Facepalm: Twitter has long assured people that its verification of accounts guarantees that the person operating them is genuine, but it seems the system isn't infallible. The company admitted it accidentally awarded the blue tick to six fake accounts a few weeks after reintroducing the public verification program.

Data scientist Conspirador Norteño (via the Daily Dot) discovered the accounts had been created on July 16. Not one of them had made a single tweet, and they shared nearly all the same followers. Additionally, two of the accounts' profile pictures were stock images, and others were created using AI.

Many of the accounts' combined 976 followers also used computer-generated photos of humans, and cats, for their profile pictures. Of the few that had tweeted, nearly all of the content was related to automated Korean spam. Norteño says they were part of a botnet consisting of at least 1,212 accounts.

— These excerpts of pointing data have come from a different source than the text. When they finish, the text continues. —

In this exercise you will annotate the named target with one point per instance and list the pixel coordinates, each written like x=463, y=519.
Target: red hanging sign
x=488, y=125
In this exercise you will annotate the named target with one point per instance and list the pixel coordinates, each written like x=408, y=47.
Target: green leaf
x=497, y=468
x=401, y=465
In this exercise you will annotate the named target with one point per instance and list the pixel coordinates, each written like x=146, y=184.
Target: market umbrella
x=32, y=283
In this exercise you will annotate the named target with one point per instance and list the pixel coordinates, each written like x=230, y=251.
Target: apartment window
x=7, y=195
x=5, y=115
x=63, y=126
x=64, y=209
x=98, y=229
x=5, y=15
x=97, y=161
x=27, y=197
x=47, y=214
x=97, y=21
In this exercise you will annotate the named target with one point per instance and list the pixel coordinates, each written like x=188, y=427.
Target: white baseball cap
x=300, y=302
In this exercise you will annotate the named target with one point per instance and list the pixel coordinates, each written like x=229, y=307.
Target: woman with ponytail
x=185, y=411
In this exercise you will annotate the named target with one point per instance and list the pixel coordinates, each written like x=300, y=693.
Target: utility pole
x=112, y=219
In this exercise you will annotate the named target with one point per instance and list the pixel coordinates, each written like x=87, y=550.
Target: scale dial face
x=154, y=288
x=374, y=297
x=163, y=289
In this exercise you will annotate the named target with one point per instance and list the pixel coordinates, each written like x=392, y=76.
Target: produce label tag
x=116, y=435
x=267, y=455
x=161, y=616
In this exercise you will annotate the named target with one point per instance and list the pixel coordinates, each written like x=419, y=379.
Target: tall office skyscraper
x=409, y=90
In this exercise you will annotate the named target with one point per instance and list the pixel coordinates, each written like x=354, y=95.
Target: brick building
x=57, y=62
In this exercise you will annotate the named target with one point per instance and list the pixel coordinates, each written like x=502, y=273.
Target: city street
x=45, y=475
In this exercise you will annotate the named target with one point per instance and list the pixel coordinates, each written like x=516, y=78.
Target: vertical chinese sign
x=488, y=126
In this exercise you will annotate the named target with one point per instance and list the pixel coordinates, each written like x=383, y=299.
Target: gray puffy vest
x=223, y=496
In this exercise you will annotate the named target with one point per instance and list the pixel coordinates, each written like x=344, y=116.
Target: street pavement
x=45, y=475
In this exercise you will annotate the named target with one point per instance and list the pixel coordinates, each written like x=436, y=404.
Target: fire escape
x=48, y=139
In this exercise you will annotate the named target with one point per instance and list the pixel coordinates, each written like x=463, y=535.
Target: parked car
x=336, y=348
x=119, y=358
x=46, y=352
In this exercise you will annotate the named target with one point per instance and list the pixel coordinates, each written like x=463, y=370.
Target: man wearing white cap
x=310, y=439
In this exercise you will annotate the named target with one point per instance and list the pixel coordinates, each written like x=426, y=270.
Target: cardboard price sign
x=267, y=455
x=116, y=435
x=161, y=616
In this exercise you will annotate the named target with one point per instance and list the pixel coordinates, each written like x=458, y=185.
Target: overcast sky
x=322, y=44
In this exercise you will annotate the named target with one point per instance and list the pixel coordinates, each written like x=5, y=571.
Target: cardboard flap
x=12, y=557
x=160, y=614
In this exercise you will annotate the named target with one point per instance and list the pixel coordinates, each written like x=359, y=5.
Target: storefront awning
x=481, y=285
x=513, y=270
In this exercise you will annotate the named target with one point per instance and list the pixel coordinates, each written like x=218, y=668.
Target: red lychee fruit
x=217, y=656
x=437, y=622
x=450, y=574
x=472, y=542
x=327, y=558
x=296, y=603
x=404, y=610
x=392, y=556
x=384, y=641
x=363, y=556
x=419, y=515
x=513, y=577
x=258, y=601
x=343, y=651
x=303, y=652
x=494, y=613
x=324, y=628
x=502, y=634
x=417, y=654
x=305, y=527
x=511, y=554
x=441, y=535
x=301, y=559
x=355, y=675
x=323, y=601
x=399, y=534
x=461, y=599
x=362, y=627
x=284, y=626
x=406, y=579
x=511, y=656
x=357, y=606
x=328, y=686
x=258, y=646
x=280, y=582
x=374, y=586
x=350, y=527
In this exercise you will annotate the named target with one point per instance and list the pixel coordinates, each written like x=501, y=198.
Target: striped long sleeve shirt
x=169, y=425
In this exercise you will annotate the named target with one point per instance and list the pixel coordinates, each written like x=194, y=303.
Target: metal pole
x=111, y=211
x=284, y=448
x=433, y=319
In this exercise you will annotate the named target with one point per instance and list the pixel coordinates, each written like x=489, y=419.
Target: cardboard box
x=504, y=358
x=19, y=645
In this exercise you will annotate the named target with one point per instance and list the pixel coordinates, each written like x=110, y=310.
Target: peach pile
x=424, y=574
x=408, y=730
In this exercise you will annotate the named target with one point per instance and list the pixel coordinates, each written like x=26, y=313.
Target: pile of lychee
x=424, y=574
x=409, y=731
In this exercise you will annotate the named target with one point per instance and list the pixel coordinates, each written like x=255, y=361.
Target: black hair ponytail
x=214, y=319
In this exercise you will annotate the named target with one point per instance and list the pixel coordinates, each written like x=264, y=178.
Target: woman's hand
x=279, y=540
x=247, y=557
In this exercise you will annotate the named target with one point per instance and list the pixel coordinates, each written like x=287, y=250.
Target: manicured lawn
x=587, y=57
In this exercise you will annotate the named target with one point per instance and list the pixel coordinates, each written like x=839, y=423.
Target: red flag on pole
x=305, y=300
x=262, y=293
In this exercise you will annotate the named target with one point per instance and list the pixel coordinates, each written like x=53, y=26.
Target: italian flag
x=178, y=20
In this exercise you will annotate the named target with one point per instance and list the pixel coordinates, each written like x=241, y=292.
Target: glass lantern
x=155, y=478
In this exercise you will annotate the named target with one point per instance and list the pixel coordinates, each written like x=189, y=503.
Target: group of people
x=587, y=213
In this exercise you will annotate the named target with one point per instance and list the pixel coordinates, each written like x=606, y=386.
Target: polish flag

"We mistakenly approved the verification applications of a small number of inauthentic (fake) accounts," Twitter told the Daily Dot in a statement. "We have now permanently suspended the accounts in question, and removed their verified badge, under our platform manipulation and spam policy."

Although Twitter claims the verifications were an accident, Alex Stamos, Facebook's former chief security officer, put forward a different theory. "You might have a malicious or bribed insider," he tweeted. "Something similar happened at IG (paid off by spammers, in that case)."

Twitter relaunched its public verification program in May, allowing anyone to apply for the blue tick for the first time since 2017. Part of the new criteria requires accounts to be "authentic, notable, and active," none of which applies to the six now-suspended fakes it verified.